I agree in principle. The wording in the amendment,
“to retain an excluded pupil on the roll”,
means that the child is still recognised as having a connection with the school and that their education elsewhere needs to be funded and their outcomes included. That is one of the problems with the approach that we are discussing, because it does not allow for that subtlety. A panel might decide that the decision to exclude was wrong and that in principle the child should be reinstated, but there then needs to be a discussion with the child, the parents and the teachers as to the best course of action. For the child to go to another school with their head held high because a positive decision had been taken would be very different from their going to another school because they had been permanently excluded. It would wipe the slate clean, and they might well be better off having another opportunity elsewhere. I wish I had been clever enough to table an amendment that could allow that degree of subtlety, but I agree with the noble Baroness that that is ideally what should happen.

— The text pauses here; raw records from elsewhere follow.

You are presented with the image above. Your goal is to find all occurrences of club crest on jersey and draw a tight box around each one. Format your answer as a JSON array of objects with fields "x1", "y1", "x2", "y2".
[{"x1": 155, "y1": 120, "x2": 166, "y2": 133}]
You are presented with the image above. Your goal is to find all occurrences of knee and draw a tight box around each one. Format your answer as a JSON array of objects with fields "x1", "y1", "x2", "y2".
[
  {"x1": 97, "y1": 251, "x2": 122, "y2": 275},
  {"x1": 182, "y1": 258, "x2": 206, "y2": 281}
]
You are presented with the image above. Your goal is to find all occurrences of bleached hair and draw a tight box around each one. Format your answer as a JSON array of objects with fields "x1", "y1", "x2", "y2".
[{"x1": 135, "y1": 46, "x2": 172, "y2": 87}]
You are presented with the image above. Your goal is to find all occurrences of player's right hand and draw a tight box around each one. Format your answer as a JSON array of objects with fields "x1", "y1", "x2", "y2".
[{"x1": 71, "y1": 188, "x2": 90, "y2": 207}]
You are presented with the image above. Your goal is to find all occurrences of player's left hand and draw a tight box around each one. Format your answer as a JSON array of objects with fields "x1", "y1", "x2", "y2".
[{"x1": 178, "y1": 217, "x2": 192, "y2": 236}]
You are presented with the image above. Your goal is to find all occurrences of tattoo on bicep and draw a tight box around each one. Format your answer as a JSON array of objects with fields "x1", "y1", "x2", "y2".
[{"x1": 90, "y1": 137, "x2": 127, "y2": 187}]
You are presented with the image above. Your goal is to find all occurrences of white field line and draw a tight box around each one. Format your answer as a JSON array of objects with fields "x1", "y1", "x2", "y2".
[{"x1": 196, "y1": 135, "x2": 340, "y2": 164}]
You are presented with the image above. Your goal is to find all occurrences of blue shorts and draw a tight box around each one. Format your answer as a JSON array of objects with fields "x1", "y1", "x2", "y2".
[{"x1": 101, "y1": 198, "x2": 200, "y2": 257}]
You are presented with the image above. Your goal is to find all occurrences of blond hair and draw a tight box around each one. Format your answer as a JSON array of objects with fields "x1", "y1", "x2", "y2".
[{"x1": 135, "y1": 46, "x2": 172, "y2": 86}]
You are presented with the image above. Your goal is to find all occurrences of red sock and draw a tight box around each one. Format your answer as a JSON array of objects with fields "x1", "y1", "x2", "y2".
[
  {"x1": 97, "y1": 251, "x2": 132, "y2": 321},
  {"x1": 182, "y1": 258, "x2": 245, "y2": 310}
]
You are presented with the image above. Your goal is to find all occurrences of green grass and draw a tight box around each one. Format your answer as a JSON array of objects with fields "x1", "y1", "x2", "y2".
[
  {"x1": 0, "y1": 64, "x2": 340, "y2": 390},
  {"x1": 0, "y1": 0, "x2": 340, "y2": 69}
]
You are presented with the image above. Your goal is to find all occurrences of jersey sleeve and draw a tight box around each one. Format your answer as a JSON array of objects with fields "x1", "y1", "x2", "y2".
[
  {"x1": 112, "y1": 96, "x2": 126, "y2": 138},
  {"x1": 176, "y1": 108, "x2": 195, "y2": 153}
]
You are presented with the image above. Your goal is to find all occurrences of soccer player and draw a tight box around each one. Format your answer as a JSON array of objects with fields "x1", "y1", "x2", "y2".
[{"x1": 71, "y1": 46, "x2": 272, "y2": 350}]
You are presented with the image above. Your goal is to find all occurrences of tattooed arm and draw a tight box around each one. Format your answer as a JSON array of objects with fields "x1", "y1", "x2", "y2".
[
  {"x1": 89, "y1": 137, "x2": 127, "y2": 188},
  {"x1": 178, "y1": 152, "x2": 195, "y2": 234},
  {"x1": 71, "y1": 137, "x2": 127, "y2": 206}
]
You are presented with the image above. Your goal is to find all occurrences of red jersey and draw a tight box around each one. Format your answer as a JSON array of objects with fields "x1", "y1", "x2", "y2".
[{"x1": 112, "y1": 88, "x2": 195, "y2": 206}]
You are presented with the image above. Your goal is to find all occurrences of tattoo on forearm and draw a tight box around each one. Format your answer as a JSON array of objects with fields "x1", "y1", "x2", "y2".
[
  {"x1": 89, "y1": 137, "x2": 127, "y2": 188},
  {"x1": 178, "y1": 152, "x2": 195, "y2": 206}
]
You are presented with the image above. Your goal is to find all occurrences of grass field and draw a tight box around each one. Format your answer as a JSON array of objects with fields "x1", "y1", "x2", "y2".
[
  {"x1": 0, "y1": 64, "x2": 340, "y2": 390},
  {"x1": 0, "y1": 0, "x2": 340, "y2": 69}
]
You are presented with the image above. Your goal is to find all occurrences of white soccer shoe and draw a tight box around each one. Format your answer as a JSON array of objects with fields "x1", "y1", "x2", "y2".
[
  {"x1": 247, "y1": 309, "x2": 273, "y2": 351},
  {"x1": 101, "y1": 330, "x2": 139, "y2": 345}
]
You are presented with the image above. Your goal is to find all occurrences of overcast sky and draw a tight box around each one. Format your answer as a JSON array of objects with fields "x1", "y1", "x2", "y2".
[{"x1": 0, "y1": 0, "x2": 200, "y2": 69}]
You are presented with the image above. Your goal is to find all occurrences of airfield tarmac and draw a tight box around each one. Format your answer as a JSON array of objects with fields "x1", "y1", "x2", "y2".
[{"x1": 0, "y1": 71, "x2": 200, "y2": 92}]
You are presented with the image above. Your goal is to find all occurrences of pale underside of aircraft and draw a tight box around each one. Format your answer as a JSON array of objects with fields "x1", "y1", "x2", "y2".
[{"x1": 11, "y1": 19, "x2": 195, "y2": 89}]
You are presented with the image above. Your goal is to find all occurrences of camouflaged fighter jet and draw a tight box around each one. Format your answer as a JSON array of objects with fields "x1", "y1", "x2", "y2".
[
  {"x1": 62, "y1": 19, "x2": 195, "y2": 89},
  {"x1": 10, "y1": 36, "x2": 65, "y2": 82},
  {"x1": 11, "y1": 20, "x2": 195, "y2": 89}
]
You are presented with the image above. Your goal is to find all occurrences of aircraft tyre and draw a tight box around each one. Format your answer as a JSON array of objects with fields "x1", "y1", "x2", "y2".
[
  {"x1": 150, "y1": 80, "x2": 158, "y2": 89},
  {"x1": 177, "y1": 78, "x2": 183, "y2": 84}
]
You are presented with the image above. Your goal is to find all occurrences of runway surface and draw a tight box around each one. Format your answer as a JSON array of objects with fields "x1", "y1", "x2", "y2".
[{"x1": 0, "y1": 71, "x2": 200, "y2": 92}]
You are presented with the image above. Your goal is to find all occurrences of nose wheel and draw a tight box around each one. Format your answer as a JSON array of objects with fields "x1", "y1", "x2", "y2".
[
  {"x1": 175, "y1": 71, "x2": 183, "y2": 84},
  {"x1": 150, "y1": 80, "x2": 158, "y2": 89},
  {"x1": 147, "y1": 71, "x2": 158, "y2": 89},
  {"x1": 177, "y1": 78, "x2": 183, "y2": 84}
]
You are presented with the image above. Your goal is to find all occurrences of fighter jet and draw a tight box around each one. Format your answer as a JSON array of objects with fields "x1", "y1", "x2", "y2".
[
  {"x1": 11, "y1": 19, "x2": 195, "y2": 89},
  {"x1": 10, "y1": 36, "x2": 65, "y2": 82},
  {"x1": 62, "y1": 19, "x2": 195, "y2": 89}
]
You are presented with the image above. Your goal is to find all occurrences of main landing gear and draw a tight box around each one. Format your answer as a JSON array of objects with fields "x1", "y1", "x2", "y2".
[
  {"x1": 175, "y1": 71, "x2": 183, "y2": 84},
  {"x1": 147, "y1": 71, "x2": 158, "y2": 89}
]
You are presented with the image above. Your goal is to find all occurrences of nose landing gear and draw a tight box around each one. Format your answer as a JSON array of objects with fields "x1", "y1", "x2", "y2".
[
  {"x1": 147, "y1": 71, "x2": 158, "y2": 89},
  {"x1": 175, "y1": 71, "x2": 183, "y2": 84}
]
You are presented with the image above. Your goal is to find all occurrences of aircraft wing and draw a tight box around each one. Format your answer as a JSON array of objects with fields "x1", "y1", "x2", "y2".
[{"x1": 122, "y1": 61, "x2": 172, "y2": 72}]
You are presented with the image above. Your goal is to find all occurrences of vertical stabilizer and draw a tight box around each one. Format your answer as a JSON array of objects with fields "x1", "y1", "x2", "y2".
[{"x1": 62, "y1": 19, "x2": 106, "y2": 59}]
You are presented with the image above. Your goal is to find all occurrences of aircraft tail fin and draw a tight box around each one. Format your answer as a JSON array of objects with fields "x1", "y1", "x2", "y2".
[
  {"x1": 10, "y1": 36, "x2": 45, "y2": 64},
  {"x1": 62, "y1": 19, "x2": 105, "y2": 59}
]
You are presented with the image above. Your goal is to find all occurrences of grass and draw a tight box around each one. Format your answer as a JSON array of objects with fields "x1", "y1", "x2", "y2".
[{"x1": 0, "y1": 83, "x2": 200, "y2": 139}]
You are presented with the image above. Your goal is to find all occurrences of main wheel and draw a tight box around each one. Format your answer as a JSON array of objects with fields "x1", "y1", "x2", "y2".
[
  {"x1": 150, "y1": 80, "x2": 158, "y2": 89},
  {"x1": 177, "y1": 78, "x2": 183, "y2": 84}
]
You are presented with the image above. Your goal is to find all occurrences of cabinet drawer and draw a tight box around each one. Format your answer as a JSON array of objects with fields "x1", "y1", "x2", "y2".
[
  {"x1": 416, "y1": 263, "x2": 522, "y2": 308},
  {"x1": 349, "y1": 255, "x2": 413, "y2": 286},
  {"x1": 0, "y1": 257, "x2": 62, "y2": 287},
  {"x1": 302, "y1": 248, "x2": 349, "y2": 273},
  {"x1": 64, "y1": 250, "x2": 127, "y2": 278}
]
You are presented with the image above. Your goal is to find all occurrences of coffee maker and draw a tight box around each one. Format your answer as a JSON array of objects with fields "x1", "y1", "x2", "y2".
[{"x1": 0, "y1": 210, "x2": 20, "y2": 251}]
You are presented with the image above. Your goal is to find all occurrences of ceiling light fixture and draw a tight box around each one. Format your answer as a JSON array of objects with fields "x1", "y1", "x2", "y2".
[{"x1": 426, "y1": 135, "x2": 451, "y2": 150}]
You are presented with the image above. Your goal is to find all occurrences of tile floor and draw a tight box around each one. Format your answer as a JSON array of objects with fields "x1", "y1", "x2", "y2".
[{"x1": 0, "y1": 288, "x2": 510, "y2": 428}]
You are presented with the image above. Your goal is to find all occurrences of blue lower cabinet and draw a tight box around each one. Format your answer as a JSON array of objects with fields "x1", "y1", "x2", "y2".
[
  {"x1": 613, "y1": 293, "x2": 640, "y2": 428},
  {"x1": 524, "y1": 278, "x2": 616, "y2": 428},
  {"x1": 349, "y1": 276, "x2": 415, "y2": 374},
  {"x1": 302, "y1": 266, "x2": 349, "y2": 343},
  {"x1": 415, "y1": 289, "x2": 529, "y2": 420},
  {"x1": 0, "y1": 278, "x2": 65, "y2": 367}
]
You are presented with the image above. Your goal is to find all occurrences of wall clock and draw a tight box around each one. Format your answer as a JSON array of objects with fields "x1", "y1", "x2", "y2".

My Lords, a child is disadvantaged in the system not only because he might have SEN or a disability; he is disadvantaged because of the colour of his skin—something he cannot change. I have heard and seen nothing that would make that case better. I have spent many years going into schools. This is a multiracial society, but racism is still alive and well, and children are hit most when they are young and at school. I just feel that this Bill gives us an opportunity to do something about this. People must unlearn their racism when they teach. I am very happy to talk about this outside, but I waited patiently to hear one person say they realise why young black men and women are in the prison system. If you trace it back, you will find that they were excluded from schools. Second-chance education often helps them. Many people may disagree with me. I have heard people tell me that they are not racist. I have some amazingly subtle ways of asking them questions. They then discover that their conditioning has made them racist. The colour of skin is an important thing for a multiracial society, and I ask noble Lords to give some thought to that.
I hope that noble Lords will forgive me as I, too, forgot something. I forgot to say that the Minister sent me a three-page letter the last time I spoke in the debate. I thank him very much for that and I am sharing it with my colleagues.

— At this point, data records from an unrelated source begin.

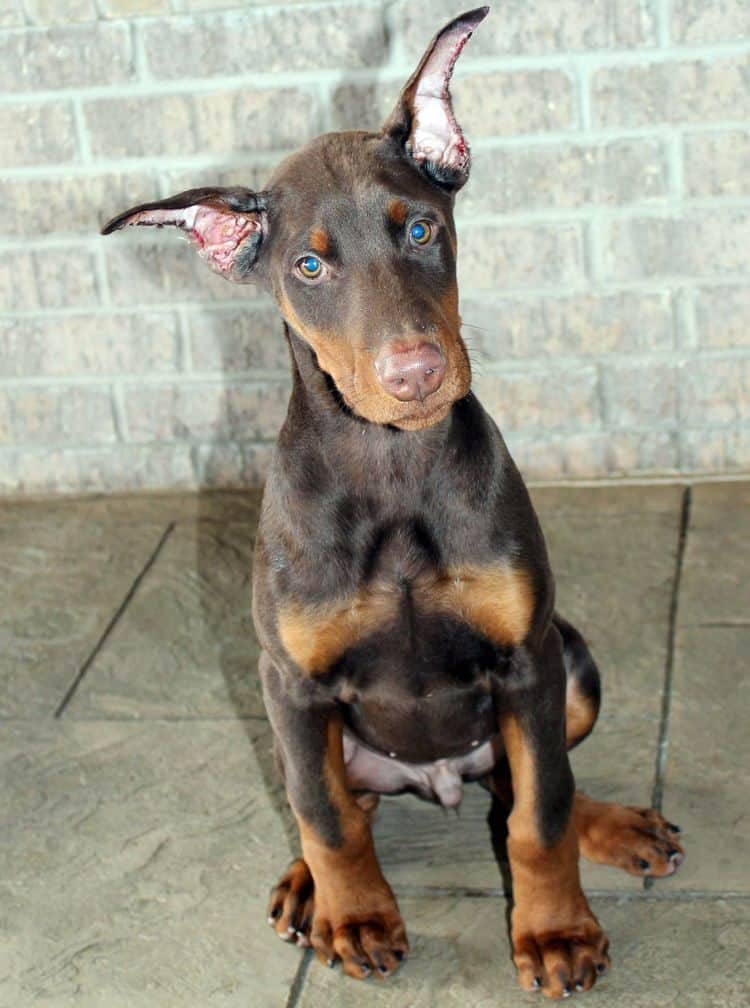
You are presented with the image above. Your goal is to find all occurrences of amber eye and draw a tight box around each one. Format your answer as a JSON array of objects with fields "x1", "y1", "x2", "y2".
[
  {"x1": 294, "y1": 255, "x2": 323, "y2": 280},
  {"x1": 409, "y1": 221, "x2": 433, "y2": 246}
]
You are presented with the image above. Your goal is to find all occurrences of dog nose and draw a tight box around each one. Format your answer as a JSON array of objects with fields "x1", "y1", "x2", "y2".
[{"x1": 375, "y1": 343, "x2": 446, "y2": 402}]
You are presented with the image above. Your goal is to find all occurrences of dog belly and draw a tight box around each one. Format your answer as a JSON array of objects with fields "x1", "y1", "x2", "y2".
[{"x1": 344, "y1": 729, "x2": 499, "y2": 808}]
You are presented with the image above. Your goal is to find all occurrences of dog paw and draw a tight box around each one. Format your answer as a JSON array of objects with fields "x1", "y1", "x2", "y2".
[
  {"x1": 268, "y1": 858, "x2": 315, "y2": 949},
  {"x1": 513, "y1": 916, "x2": 610, "y2": 1000},
  {"x1": 576, "y1": 796, "x2": 684, "y2": 878},
  {"x1": 310, "y1": 904, "x2": 409, "y2": 980}
]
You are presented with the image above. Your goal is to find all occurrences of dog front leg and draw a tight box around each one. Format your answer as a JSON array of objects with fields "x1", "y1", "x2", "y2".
[
  {"x1": 500, "y1": 627, "x2": 609, "y2": 998},
  {"x1": 261, "y1": 655, "x2": 408, "y2": 980}
]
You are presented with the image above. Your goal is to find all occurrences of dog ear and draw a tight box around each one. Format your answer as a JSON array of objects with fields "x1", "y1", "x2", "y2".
[
  {"x1": 383, "y1": 7, "x2": 490, "y2": 192},
  {"x1": 102, "y1": 186, "x2": 267, "y2": 282}
]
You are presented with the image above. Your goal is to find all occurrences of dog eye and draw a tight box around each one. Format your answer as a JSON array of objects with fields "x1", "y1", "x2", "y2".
[
  {"x1": 409, "y1": 221, "x2": 434, "y2": 248},
  {"x1": 294, "y1": 255, "x2": 325, "y2": 280}
]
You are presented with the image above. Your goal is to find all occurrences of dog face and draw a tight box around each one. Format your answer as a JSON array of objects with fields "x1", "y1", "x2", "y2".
[{"x1": 104, "y1": 8, "x2": 487, "y2": 430}]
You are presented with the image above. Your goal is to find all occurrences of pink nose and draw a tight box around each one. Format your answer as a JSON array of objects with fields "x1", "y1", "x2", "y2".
[{"x1": 375, "y1": 343, "x2": 446, "y2": 402}]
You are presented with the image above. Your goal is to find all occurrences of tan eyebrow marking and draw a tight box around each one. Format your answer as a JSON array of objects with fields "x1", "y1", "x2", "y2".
[{"x1": 309, "y1": 228, "x2": 331, "y2": 255}]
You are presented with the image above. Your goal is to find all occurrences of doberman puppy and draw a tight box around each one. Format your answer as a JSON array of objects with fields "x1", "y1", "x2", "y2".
[{"x1": 104, "y1": 7, "x2": 682, "y2": 998}]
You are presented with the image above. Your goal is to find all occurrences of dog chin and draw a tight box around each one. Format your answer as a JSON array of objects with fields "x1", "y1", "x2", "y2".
[{"x1": 391, "y1": 399, "x2": 454, "y2": 430}]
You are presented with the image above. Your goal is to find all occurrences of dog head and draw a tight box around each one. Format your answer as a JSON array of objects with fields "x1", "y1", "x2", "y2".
[{"x1": 103, "y1": 7, "x2": 488, "y2": 430}]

My Lords, perhaps I may ask my noble friend a couple of questions. First, I should be very interested in being included if he is telling people about the trials. The important thing is that they focus on the distillation—on the kids at the end who do not respond at the beginning to whatever is done. They are the ones who are abandoned at the end of the system. They are allotted four hours’ tuition at home but that does not happen and people forget about them. I very much hope that, as is the case with prisons, organisations are given money on the basis of the results that they achieve. We may try that at the back end of some of the trials so that innovative ideas are encouraged in rescuing these children who have proved difficult to educate.
Secondly, am I right in understanding that, when a school is concerned that a pupil may have special educational needs which may be causing problems, it has the absolute right to require and obtain the assessment when it is needed, rather than, as in the current system, waiting for the LEA to decide that it is prepared to do it?